Saturday night, of course, is the Night Of Musical Freestyles, to be held this year on April 26. But it was not always thus. When she began managing the competition, the equine variety show, Night Of The Horse, occupied that prime time spot. "Nobody thought spectators would come to see musical freestyle performances," which then were held on Sunday afternoons. "It took me two years to convince the organizers that the freestyles would be popular!"
The Night of Musical Freestyles was born and the Olympic debut of musical freestyle later, in 1998, corroborated Regina's conviction. "Somewhat surprisingly, we had a pretty nice crowd the first year," Regina recalls. That first night probably drew about 1,000 people, she reflects, as compared to current crowds that come very close to the sell-outs she aspires to for the nearly 4,000-seat house. When Akiko Yamazaki and Steffen chose the venue last year as the right place to retire Ravel from the show ring, that goal was very nearly met.

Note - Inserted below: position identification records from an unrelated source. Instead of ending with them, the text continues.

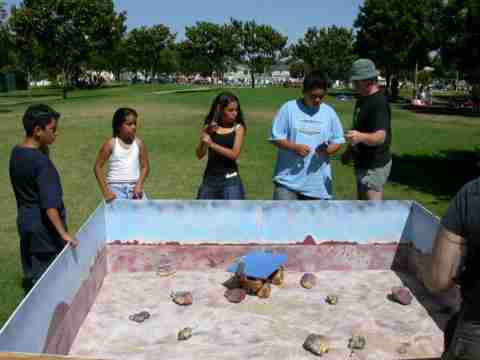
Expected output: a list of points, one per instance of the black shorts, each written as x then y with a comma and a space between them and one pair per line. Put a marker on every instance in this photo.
39, 245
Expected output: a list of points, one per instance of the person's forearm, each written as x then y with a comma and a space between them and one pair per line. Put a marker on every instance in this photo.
102, 182
332, 149
144, 171
442, 267
54, 217
373, 139
201, 150
285, 144
231, 154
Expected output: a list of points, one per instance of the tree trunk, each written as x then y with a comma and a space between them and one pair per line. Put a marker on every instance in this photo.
65, 85
388, 78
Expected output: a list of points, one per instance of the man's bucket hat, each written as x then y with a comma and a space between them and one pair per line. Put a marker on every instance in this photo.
363, 69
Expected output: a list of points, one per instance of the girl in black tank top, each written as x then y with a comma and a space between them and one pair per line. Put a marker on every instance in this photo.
222, 137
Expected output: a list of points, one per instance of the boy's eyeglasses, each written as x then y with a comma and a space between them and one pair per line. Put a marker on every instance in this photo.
315, 97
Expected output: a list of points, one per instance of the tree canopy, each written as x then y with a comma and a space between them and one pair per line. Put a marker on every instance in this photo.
327, 49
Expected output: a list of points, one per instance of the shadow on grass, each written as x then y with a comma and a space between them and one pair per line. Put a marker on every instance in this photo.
442, 110
26, 96
441, 174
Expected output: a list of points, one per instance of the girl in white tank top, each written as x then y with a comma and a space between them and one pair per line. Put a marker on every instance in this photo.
127, 157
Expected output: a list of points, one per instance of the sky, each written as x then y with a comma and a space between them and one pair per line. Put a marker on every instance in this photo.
291, 18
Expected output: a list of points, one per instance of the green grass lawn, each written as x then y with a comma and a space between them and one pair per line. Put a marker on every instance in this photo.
433, 154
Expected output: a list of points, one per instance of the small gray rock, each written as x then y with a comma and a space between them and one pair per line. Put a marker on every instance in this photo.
401, 295
316, 344
235, 295
357, 342
182, 298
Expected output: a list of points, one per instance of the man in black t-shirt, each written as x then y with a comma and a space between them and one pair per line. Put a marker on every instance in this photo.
456, 260
41, 218
371, 135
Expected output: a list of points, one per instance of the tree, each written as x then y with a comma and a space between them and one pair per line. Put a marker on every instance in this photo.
69, 32
396, 33
461, 37
146, 48
260, 45
213, 45
5, 39
328, 49
297, 69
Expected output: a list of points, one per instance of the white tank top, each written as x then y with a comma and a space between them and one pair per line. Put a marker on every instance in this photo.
124, 163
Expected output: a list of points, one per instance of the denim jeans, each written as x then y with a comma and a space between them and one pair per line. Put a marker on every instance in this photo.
124, 191
221, 188
282, 193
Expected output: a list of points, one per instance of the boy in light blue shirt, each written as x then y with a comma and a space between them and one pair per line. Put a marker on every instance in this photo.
307, 132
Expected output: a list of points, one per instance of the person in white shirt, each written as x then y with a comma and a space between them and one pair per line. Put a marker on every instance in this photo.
127, 157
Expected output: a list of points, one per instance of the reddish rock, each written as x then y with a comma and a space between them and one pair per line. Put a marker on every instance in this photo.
182, 298
309, 240
401, 295
235, 295
308, 280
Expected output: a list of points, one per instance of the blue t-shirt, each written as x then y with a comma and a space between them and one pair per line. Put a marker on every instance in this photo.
310, 175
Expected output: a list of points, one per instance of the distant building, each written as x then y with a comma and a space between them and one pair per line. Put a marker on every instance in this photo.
280, 73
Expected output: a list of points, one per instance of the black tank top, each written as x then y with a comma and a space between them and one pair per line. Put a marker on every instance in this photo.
219, 165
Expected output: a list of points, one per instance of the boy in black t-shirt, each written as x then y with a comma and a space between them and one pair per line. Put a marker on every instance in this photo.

Regina stresses that it takes a village to stage a successful show and that having the 22nd District Agricultural Assn. as the licensee with their Fairgrounds as the Del Mar National's home is a privilege beyond compare. "It's a great team, led by equestrian manager Kenny Baker, and they've done so much over the years." Continual improvements, highlighted by covering the Del Mar Arena and installing the scoreboard and jumbotron, have made the venue an ideal showcase for the equestrian sport. "I would not have the respect that I have as a show manager without having that facility and staff behind me," Regina says. "I am humbled and honored every year I am invited back to manage dressage week."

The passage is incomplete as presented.